Nel luglio 2024 la macabra scoperta dei due feti in casa, erano gemelli
REGGIO CALABRIA – È stata arrestata con l’accusa di duplice infanticidio Sara Genovese, 25 anni, residente a Pellaro, nella zona sud di Reggio Calabria. La giovane avrebbe partorito in casa due gemellini, per poi soffocarli e nasconderne i corpi all’interno di un armadio. I cadaveri sono stati scoperti dai genitori, insospettiti dal forte odore proveniente dal mobile.
L’indagine, coordinata dal procuratore Giuseppe Borrelli e dal sostituto Chiara Greco, ha portato il gip a emettere un’ordinanza di custodia cautelare ai domiciliari, con l’applicazione del braccialetto elettronico. A eseguire il provvedimento è stata la Squadra mobile di Reggio Calabria.
I gemellini nell’armadio
La vicenda è emersa lo scorso luglio 2024, quando la ragazza si era presentata al pronto soccorso del Gom di Reggio Calabria, lamentando forti dolori ma negando di essere mai stata incinta. Poco dopo, mentre era ricoverata nel reparto di Ostetricia e ginecologia, i genitori hanno fatto la macabra scoperta nella sua abitazione.
Il parto in ospedale
Le indagini hanno preso le mosse dai filmati di videosorveglianza, che hanno permesso di accertare come la giovane fosse da sola in casa tra le 19 e le 20.30 dell’8 luglio, orario compatibile con il parto e con la morte dei neonati. Gli accertamenti medico-legali hanno stabilito che i gemellini sono nati vivi e sarebbero deceduti per soffocamento. Le analisi biologiche condotte sul materiale sequestrato al Policlinico di Messina, dove Genovese era stata sottoposta successivamente a un raschiamento, hanno confermato il legame genetico tra la donna e i due piccoli.

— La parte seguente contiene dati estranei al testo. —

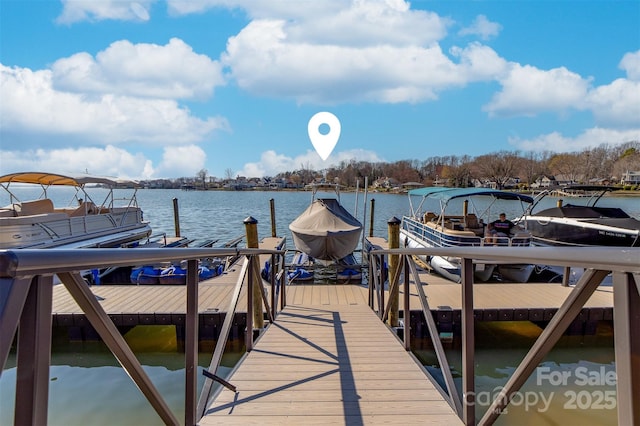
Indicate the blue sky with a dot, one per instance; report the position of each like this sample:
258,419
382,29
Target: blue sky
160,89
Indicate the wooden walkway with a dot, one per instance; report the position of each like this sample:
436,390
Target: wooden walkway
336,364
133,305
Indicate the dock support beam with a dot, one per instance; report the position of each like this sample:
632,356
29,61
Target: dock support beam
191,345
34,354
251,228
176,217
626,321
569,310
394,266
468,345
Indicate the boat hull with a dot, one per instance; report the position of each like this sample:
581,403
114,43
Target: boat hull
549,231
418,235
58,230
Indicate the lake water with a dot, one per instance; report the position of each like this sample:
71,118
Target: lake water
572,386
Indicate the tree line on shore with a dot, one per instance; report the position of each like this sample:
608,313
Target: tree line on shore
604,164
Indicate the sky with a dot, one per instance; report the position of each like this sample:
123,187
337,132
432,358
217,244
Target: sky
154,89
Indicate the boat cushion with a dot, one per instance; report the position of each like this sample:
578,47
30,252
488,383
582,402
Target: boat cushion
28,208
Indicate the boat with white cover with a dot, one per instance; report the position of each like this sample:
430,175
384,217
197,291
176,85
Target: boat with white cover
326,230
37,223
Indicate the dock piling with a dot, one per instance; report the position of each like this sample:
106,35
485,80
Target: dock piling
394,291
251,228
176,217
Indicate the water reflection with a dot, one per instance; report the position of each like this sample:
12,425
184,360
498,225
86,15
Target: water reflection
575,384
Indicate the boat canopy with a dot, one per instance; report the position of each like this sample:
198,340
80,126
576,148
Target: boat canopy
47,179
445,194
326,230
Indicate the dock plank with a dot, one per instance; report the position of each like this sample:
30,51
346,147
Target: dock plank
316,364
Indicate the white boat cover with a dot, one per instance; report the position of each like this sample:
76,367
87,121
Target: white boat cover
325,230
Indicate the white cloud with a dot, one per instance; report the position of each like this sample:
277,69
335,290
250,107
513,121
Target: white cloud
631,64
181,161
527,90
107,161
173,71
483,28
89,10
42,115
271,163
590,138
331,73
616,104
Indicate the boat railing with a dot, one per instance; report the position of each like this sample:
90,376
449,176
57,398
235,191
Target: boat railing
456,235
599,263
26,291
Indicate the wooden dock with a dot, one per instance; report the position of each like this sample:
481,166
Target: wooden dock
329,364
133,305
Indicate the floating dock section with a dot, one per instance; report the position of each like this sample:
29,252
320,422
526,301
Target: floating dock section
336,364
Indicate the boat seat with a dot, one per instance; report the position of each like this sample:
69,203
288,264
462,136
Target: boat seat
85,208
29,208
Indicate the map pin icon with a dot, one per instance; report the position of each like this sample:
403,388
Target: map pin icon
324,144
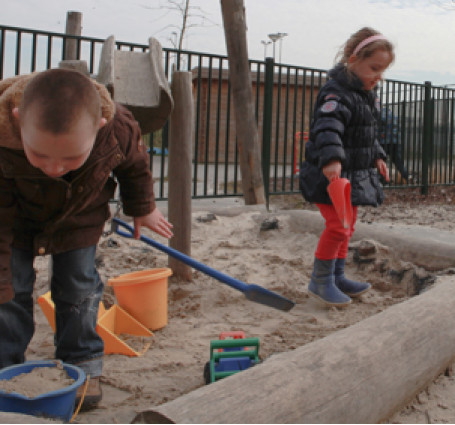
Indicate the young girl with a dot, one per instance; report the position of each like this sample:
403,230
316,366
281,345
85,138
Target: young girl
343,143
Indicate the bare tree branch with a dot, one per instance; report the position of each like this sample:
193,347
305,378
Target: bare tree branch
190,17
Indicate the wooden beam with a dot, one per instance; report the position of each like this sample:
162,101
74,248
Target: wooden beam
73,27
245,121
179,171
361,374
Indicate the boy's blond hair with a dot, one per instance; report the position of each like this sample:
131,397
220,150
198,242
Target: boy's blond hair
59,97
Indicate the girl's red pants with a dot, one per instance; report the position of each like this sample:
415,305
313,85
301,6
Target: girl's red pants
334,240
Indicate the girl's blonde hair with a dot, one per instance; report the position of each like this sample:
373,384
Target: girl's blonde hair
348,48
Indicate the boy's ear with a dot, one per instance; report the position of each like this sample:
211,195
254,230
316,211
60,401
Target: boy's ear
15,112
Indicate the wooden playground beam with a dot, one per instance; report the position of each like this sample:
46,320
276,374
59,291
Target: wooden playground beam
361,374
233,12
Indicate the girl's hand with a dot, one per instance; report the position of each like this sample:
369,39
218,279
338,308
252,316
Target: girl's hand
154,221
332,170
383,169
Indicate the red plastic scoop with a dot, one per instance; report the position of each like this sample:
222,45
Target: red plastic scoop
339,191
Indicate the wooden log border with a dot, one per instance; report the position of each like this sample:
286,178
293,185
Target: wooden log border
361,374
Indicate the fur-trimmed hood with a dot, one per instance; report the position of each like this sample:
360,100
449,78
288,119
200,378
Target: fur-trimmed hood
11,90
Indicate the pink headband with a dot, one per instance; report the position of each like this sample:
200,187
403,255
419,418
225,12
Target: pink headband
367,41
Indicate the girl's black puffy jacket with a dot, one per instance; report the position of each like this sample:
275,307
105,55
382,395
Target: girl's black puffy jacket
343,128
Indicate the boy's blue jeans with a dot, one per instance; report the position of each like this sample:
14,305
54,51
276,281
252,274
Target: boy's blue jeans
76,292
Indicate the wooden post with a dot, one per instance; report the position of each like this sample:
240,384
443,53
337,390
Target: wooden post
245,121
179,171
73,27
361,374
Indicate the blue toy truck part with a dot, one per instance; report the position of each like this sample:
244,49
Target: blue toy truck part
235,355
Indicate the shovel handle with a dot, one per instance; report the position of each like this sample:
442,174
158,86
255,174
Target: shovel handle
235,283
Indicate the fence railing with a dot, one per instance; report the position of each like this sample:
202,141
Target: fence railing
419,128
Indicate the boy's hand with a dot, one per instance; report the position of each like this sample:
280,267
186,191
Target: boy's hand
332,170
154,221
383,169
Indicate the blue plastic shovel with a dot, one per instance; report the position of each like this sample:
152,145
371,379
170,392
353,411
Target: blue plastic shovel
254,293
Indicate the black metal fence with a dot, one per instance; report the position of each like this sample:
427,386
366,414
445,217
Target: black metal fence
418,128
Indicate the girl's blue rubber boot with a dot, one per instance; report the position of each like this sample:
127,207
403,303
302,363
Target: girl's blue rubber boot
322,284
349,287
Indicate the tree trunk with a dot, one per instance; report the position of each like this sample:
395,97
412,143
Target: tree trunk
179,198
245,121
73,27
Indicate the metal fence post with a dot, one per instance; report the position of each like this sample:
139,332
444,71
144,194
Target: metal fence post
427,136
267,126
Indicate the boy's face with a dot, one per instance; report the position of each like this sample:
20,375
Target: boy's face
57,154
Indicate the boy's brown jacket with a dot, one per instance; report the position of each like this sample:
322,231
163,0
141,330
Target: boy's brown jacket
53,215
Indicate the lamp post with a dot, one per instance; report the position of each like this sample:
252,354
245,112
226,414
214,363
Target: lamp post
275,37
265,43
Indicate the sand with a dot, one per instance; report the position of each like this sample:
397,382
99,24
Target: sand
279,259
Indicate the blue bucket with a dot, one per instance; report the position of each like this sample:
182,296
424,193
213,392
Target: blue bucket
54,404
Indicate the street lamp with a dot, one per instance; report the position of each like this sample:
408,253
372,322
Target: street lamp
265,43
275,37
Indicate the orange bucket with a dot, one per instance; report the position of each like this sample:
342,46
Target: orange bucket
143,295
340,193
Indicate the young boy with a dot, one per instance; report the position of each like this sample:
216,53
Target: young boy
61,138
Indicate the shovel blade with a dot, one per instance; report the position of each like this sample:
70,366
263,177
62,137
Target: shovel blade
261,295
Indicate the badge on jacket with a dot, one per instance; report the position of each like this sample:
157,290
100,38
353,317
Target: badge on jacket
329,106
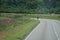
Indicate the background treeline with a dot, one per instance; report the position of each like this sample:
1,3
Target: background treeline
30,6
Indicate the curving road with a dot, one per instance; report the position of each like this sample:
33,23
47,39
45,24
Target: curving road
46,30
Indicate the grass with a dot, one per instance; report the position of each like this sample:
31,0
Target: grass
20,34
21,29
45,16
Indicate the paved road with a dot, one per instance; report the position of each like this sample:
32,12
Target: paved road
46,30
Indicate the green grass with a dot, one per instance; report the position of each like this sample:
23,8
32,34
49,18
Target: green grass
24,25
21,33
45,16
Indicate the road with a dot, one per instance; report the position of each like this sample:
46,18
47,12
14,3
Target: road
46,30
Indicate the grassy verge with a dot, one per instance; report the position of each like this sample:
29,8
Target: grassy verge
22,32
18,31
45,16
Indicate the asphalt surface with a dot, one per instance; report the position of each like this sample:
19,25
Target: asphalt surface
46,30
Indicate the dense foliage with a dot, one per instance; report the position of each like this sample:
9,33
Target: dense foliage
30,6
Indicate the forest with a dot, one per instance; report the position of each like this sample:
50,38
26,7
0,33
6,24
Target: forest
30,6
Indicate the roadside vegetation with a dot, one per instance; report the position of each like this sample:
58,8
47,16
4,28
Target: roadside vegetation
15,26
45,16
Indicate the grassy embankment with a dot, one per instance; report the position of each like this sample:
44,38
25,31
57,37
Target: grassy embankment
45,16
19,29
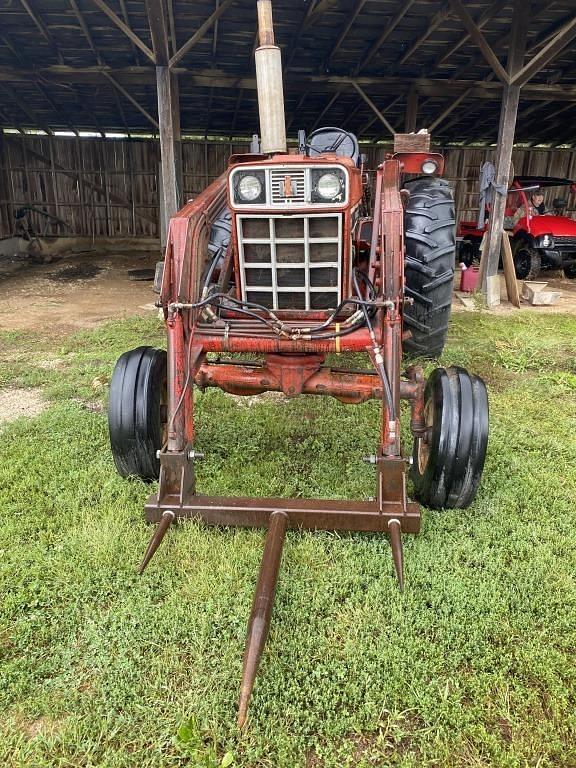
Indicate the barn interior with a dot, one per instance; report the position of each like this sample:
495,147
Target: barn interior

La famiglia non sapeva nulla
I familiari, sentiti dagli inquirenti, hanno riferito di essere all’oscuro di quanto accaduto e di aver creduto che il ricovero della figlia fosse dovuto a una grave emorragia. La giovane, anche di fronte ai sospetti di un parto in casa, aveva continuato a negare di essere mai rimasta incinta o di aver avuto rapporti sessuali.
Dopo la scoperta dei corpi, la 25enne si è chiusa nel silenzio. Tuttavia, intercettazioni telefoniche e messaggi scambiati con il fidanzato, indagato per favoreggiamento personale, hanno aperto nuovi scenari. Dalle conversazioni sarebbe infatti emerso che la coppia, già nel 2022, avrebbe vissuto una situazione analoga, con la nascita di un altro neonato poi scomparso.
Per verificare l’eventuale presenza di ulteriori resti umani, gli investigatori della Squadra mobile, con l’ausilio di cani molecolari e georadar, hanno eseguito nei giorni scorsi una perquisizione nei terreni appartenenti alla giovane e al compagno. Gli accertamenti sono ancora in corso.